The text earlier in the week from Andy Skehan, his former coach and director of rugby at St Michael’s, allowed him to store up a reservoir of seemingly limitless calm.

Andy Farrell averred that he didn’t spy any nerves from him all week; nor indeed from Craig Casey, the scrum-half who won an U-20 Grand Slam alongside his friend; indeed, they first soldiered together at U-18s.

Sporting brothers in arms at the anthems.

Terrier

“We’re both pretty motivated fellas anyway,” says the tousle-haired terrier Casey; so young that another ex-Shannon man Alan Quinlan regaled a nation with the tale of how he once held him as a babe in arms.

“It’s pretty cool that we played against each other at U-18s, with each other at U-18s, with each other at U-20s, and obviously making our debuts today.

“To be on the same side and make your debut together.”

Baird nods in agreement.

“We stood beside each other for the anthems like I did with him in Wales when I made my debut for the 20s,” he explains. “So, it was really special, I really enjoyed making my debut with him.”

“I really just wanted to enjoy it, take it all in and not let it go too fast. By the time I got to the pitch I was ready so I really enjoyed the week.”

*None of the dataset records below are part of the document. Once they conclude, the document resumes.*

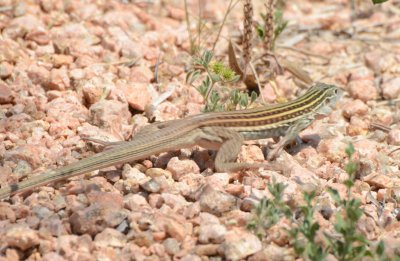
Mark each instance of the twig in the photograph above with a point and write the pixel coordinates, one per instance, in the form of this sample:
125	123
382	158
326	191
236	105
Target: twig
257	80
188	28
230	7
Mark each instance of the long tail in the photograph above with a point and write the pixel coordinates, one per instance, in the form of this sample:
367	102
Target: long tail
127	152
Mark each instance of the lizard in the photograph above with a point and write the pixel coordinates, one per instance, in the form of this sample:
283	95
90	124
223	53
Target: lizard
221	131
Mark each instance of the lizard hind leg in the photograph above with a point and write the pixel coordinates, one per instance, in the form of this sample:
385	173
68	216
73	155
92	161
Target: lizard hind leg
229	143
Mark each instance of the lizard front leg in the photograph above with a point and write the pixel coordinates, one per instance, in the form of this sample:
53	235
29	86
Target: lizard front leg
291	134
228	144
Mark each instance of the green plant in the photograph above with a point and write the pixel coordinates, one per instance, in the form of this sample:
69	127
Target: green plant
216	73
346	244
305	232
350	245
268	211
277	27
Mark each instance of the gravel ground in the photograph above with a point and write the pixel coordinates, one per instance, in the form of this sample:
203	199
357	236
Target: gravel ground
87	68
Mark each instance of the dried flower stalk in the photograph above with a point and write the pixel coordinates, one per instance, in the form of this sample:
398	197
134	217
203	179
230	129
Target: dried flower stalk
247	33
269	25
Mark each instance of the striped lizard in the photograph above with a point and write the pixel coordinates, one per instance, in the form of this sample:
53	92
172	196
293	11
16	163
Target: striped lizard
222	131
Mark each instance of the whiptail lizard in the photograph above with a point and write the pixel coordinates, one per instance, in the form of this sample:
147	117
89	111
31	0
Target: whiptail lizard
222	131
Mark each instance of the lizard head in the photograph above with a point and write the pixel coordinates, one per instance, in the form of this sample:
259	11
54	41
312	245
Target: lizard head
331	94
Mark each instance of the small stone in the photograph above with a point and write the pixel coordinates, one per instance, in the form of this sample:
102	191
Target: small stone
216	202
274	252
212	233
207	250
38	36
239	244
364	90
110	238
179	168
96	218
171	246
394	137
6	70
356	107
175	229
21	237
151	186
6	213
138	95
379	180
391	88
5	93
59	60
59	80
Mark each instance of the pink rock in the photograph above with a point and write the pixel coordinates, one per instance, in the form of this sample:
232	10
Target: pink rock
218	180
332	149
21	237
96	218
7	213
361	73
38	74
106	199
176	13
356	107
379	180
216	202
372	59
239	244
175	229
40	37
6	69
59	80
364	90
20	25
59	60
110	238
251	154
358	126
109	114
394	137
179	168
5	93
141	74
212	233
391	88
273	252
32	154
138	95
278	233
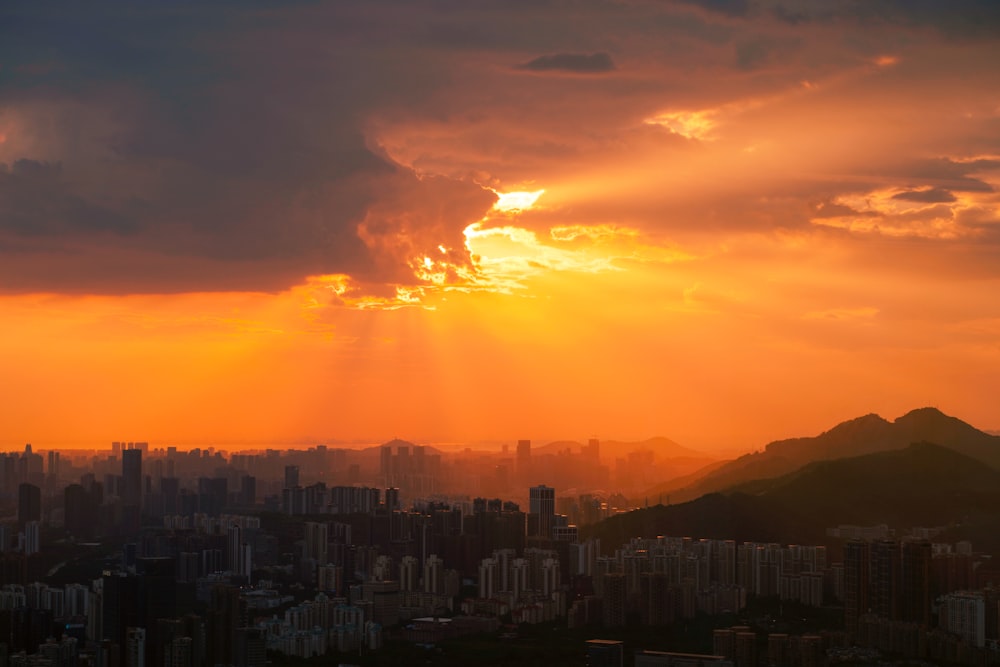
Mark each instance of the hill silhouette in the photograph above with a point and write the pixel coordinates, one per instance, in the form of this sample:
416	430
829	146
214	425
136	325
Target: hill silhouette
863	435
922	485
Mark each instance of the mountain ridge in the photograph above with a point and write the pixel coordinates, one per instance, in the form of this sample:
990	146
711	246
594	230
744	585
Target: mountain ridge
855	437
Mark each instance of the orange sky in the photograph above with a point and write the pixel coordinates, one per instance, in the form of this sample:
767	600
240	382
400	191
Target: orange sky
246	225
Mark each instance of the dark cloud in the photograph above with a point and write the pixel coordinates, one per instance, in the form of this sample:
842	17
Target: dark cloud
36	201
189	147
931	196
571	62
726	7
949	174
959	18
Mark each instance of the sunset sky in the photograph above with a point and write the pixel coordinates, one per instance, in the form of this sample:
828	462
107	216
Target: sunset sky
720	221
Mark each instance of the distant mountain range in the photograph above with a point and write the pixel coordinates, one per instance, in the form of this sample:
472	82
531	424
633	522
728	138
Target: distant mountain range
923	484
865	435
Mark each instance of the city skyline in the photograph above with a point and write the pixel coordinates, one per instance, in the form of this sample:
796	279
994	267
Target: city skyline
725	223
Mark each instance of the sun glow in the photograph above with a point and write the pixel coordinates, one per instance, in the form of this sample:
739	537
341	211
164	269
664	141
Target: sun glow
514	202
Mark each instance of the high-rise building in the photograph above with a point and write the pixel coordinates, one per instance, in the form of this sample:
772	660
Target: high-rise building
614	599
408	573
29	504
291	477
542	510
433	575
488	578
135	643
916	582
131	488
856	583
32	538
523	457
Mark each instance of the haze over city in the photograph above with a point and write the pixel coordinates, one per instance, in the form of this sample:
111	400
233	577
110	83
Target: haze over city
720	222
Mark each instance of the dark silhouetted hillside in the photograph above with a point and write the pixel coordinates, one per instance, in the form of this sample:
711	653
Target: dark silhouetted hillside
921	485
864	435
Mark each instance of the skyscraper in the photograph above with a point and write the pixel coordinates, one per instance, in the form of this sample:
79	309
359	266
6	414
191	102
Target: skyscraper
542	510
291	477
523	457
29	504
856	583
132	478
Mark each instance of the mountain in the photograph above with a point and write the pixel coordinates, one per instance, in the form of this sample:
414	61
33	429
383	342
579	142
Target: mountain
921	485
860	436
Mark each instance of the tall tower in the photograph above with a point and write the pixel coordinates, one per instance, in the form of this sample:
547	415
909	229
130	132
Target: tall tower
29	504
541	510
523	457
291	477
132	478
857	563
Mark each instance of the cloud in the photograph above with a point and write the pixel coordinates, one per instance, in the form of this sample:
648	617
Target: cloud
37	202
578	63
928	196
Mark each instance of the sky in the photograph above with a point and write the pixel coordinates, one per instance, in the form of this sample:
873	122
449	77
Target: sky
720	221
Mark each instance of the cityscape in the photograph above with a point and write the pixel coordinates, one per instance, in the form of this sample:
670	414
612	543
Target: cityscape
604	333
141	555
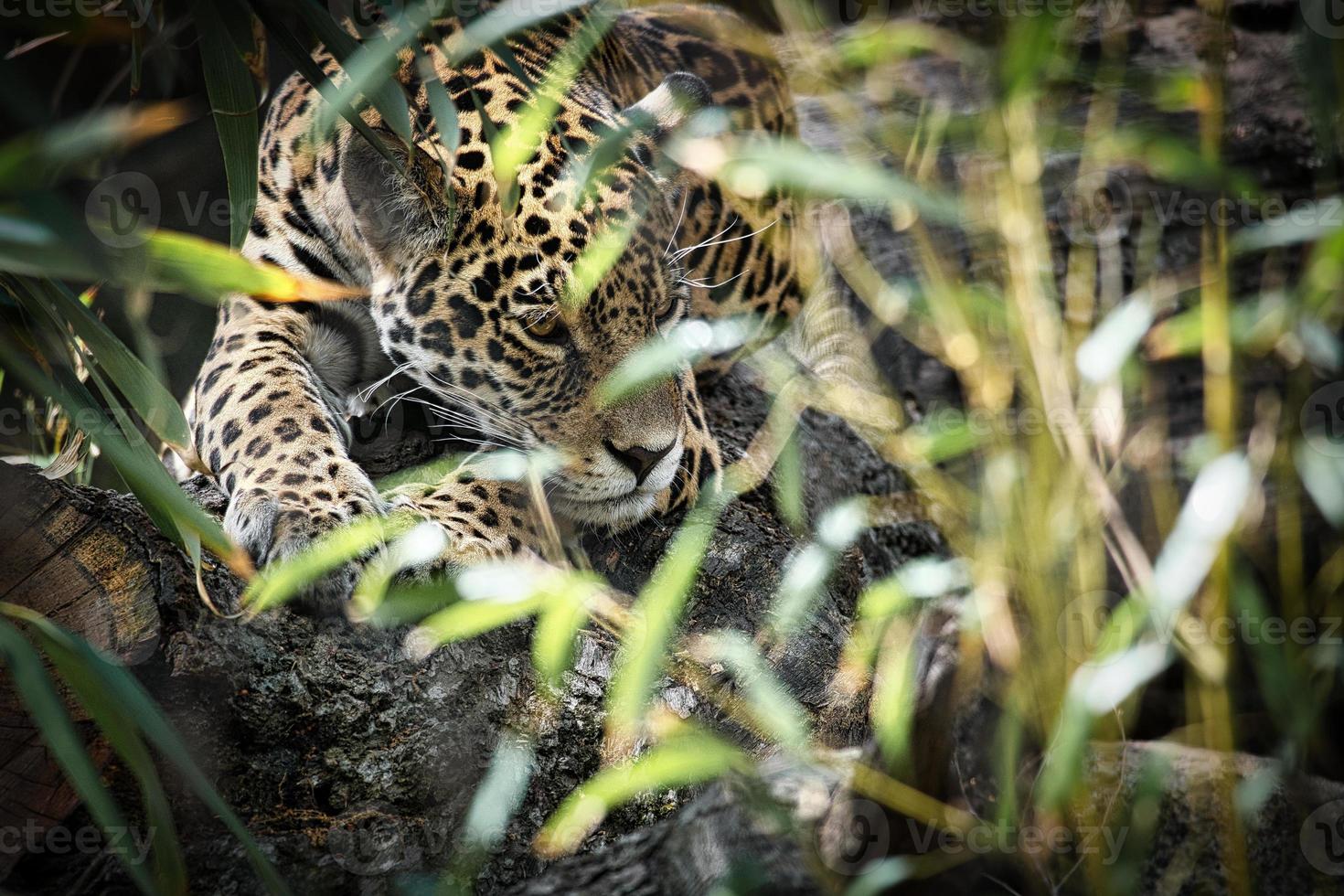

The only pity is that family and friends were absent. There will, presumably, be other sunny days for this exuberant pair, if Baird’s approach to things bears fruit.

“It’s just another game of rugby,” he says, summing up his ability to pack as much into the final quarter of his brief appearance as possible.

“You’ve just got to boil it back to what it was and treat it like that. Obviously there was a bit more to it with it being my first cap and all that. But when I got on the pitch it was like, ‘Right! This is what you do and then do it again!’”

It may take a while for this pair to stop.